Organ Trail review - pioneering the zombie apocalypse wasteland

Following a successful round of funding on Kickstarter, Organ Trail launched on Google Play earlier this month. The game takes the classic Oregon Trail game from 1974, but instead of leading a drawn wagon full of pioneers across America, you’re driving a station wagon full of zombie apocalypse survivors across a wasteland. Aside from the usual commodity handling and dealing with dysentery, Organ Trail hosts a few real-time game elements, including shooting down undead while trying to scavenge for supplies at a decrepit mall, or sideswiping roving biker bandits while on the road. To top it all off, Organ Trail stays true to the old-school esthetic with blocky graphics and 8-bit soundtrack. 

Graphics and audio

The graphics earn top marks for staying true to its Apple II roots. Players are welcomed to every new landmark with a big pixel art landing screen, many of which depict major U.S. cities in various states of apocalyptic ruin. The animation is appropriately choppy right down to the slight stutter when an hour of in-game time goes by. You can almost hear an ancient computer’s disc spinning trying to keep up.

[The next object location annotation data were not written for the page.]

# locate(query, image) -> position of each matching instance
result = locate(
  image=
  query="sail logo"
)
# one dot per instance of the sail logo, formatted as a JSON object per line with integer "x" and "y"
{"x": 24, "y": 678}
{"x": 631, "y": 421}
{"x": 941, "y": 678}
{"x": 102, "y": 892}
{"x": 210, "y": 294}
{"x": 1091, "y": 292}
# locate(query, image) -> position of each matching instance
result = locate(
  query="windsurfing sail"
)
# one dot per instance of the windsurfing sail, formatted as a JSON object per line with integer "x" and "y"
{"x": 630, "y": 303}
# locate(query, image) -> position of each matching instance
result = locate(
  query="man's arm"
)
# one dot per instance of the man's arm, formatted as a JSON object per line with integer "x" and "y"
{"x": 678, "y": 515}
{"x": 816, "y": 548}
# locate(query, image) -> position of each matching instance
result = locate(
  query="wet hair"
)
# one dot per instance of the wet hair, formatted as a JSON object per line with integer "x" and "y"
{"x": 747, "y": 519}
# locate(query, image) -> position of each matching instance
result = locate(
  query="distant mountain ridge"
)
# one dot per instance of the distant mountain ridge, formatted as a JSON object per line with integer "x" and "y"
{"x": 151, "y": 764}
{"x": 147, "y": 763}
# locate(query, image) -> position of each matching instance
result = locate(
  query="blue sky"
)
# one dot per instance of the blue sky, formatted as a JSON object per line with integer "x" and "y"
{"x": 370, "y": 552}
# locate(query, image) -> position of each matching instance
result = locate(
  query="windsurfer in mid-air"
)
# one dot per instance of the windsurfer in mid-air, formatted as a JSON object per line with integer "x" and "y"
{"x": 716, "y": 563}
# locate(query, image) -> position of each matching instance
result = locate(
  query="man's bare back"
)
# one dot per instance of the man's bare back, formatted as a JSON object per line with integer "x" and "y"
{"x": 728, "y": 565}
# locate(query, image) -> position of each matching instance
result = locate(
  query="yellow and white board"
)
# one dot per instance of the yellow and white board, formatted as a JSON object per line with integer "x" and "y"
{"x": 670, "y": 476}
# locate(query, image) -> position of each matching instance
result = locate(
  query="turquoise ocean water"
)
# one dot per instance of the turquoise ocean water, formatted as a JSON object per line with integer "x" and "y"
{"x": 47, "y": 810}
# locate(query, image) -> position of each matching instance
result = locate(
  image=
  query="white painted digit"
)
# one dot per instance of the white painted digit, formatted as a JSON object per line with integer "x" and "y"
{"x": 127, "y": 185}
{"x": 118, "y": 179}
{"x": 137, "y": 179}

The soundtrack for the first version is a great collection of the choiciest chiptunes pulled from the Free Music Archive. Every grim, depressing track is available to download for free, but the Director's Cut used the extra dough from Kickstarter for an original soundtrack, available for listening here. The Director's Cut soundtrack is a little less 8-bit, but makes up for it with a dash of real, high-quality instrumentation. Though there are plenty of bleeps and bloops, to enjoy, there are more subtle touches on the sound effects front, like the clacking of a spacebar as you tap through on notifications. 

Gameplay and controls

For most of the game, the controls are very straightforward, considering you’re generally just navigating through a series of menus. There are a few mini games where things get exciting, such as the shooting mechanic which is basically the same as the Angry Birds slingshot - pull back, angle, and release to fire. This comes into play when guarding the station wagon from roving zombies, scavenging supplies, and having to put down party members when the infection gets too far. There’s also a bit of car racing action when you have to take out gangs trying to saddle up next the station wagon and shoot out the tires.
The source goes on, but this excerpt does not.